Thomas W. Lamont, chairman of J. P. Morgan & Company. was the nation's leading Wall Street investment banker. His son and author of this book, Corliss Lamont became a key figure in the Communist organization Friends of the Soviet Union (FSU). In 1943 FSU was restructured under the name National Council of American-Soviet Friendship, with Lamont as its Board Chairman and chief incorporator.
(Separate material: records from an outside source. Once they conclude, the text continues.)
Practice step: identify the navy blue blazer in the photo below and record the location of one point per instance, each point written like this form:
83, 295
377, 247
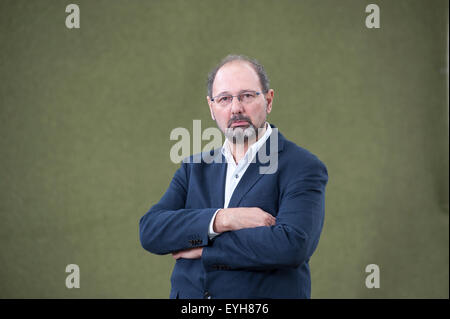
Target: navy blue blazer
260, 262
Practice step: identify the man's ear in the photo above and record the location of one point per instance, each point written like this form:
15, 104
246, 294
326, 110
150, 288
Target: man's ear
210, 107
269, 100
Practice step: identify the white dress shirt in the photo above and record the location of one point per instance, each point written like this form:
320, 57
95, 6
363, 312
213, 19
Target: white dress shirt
236, 171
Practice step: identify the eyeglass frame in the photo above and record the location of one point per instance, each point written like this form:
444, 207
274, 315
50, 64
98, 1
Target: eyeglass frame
233, 96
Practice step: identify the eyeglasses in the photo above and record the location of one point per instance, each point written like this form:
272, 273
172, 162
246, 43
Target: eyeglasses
246, 97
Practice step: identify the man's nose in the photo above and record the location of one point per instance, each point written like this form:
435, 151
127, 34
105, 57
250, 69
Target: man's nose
236, 106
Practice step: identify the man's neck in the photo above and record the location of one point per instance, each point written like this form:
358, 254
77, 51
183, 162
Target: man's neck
238, 150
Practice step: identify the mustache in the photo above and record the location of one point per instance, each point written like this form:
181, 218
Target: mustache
239, 118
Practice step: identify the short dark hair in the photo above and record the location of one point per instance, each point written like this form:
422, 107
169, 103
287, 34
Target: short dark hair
259, 69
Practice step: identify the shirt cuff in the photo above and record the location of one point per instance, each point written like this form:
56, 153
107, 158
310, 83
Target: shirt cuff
211, 232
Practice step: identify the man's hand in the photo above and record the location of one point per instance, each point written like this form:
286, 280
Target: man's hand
193, 253
241, 217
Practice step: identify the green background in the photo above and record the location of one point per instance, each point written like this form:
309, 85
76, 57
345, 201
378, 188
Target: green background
85, 118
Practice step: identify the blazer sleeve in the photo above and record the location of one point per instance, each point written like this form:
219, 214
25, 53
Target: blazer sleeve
168, 226
290, 242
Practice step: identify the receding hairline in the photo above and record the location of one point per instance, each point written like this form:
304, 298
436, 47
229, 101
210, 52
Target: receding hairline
253, 63
237, 61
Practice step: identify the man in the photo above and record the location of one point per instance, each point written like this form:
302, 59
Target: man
235, 229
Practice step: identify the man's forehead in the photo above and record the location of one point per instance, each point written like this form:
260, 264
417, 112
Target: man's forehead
236, 76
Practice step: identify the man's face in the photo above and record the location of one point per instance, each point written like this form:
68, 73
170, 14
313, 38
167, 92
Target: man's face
238, 118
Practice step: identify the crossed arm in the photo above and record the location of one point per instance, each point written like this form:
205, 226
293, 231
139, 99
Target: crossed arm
250, 238
229, 219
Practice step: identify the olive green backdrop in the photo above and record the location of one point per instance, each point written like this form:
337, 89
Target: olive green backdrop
85, 118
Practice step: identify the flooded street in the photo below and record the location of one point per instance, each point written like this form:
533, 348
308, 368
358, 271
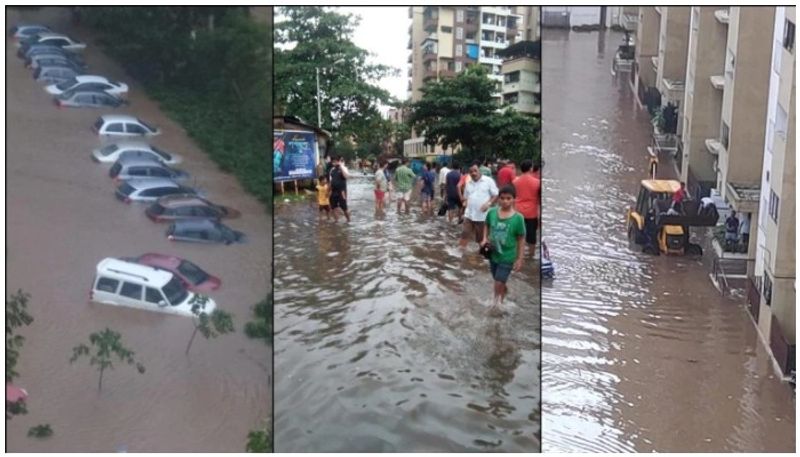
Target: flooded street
62, 218
383, 342
641, 353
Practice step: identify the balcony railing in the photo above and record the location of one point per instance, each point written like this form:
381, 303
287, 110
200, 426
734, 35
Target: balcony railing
722, 16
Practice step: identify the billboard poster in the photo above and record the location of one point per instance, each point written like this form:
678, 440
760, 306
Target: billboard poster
294, 155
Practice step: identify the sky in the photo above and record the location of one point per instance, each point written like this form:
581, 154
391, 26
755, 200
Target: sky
384, 33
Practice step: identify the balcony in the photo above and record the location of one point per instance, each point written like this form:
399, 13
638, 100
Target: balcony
714, 147
430, 23
722, 16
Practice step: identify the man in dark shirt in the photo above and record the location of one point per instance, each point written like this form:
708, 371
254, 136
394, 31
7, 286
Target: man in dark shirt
452, 194
338, 179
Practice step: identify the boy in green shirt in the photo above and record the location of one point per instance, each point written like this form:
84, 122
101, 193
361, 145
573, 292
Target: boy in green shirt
505, 230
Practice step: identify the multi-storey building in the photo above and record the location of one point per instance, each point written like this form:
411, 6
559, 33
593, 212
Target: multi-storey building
521, 77
772, 287
445, 40
702, 107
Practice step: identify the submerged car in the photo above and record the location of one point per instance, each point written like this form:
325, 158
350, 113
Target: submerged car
110, 153
204, 231
187, 207
89, 82
80, 98
136, 168
123, 125
54, 74
149, 190
23, 31
123, 283
192, 276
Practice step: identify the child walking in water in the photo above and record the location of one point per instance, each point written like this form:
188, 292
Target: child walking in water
504, 231
324, 197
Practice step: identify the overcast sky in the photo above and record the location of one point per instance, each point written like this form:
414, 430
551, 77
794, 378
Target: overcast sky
384, 32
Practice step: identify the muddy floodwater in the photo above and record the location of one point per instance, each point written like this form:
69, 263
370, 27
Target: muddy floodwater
383, 342
61, 219
640, 353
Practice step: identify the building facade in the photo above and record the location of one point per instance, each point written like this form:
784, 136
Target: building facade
772, 296
445, 40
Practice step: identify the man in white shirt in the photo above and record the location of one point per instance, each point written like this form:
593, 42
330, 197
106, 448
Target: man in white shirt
480, 193
443, 180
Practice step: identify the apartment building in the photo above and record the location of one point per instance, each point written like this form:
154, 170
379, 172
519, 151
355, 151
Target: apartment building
522, 77
702, 106
445, 40
772, 287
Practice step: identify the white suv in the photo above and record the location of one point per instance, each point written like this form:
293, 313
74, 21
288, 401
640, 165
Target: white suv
123, 125
122, 283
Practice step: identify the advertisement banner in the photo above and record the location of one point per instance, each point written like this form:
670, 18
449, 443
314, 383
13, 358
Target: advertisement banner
294, 155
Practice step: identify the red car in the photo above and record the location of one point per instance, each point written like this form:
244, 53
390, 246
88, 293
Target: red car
192, 276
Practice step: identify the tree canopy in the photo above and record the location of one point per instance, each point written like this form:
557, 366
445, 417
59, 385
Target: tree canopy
313, 38
462, 112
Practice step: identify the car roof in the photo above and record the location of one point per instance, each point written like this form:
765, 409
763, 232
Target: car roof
54, 35
151, 276
88, 91
91, 79
195, 223
136, 161
118, 118
181, 199
149, 183
161, 258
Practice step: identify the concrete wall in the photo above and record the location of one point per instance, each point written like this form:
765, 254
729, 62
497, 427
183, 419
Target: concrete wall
744, 106
647, 44
703, 103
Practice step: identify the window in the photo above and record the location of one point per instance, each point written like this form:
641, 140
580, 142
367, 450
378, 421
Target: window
512, 77
781, 122
767, 289
107, 285
130, 290
788, 36
774, 203
724, 135
152, 295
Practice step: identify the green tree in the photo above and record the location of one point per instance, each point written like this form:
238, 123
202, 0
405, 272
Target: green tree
261, 327
311, 38
456, 111
260, 440
103, 348
209, 325
17, 316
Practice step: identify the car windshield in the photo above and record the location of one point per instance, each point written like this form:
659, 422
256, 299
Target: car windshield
148, 126
164, 155
108, 150
156, 209
175, 292
192, 272
67, 84
126, 189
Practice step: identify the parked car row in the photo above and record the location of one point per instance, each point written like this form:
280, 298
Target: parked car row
142, 173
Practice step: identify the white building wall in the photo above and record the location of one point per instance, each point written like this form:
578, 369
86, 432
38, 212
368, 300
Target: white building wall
772, 108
In 1936, Corliss Lamont helped found and subsidized the magazine Marxist Quarterly. When the Dewey Commission reported in 1937 that the Moscow Show Trials of Leon Trotsky and others were fraudulent, Lamont, along with other left-wing intellectuals, refused to accept the Commission's findings. Under the influence of the Popular Front, Lamont and 150 other left-wing writers endorsed Stalin's actions as necessary for "the preservation of progressive democracy". Their letter warned that John Dewey's work was itself politically motivated and charged Dewey with supporting reactionary views and "Red-baiting." Ironically Lamont had done his graduate studies at Columbia University, where he studied under John Dewey
Lamont remained sympathetic to the Soviet Union well after World War II and the establishment of satellite Communist governments in Central and Eastern Europe. He authored a pamphlet entitled The Myth of Soviet Aggression in 1952. He later became president emeritus of the American Humanist Association and in 1977 was named Humanist of the Year.
The Stalinist Lamont never discusses in this book the hard facts later revealed in Antony C. Sutton's Wall Street and the Bolshevik Revolution concerning how his father's firm was instrumental in providing crucial financial support to Lenin's Bolshevik regime and funneling illegal Bolshevik gold into the U.S.
Sutton was the author of the monumental three volume series, Western Technology and Soviet Economic Development 1917-1930; Western Technology and Soviet Economic Development 1930-1945; and Western Technology and Soviet Economic Development 1945 to 1965. He later wrote National Suicide: Military Aid to the Soviet Union; and The Best Enemy Money Can Buy; concerning how the United States and its European allies essentially built the Soviet military industrial complex.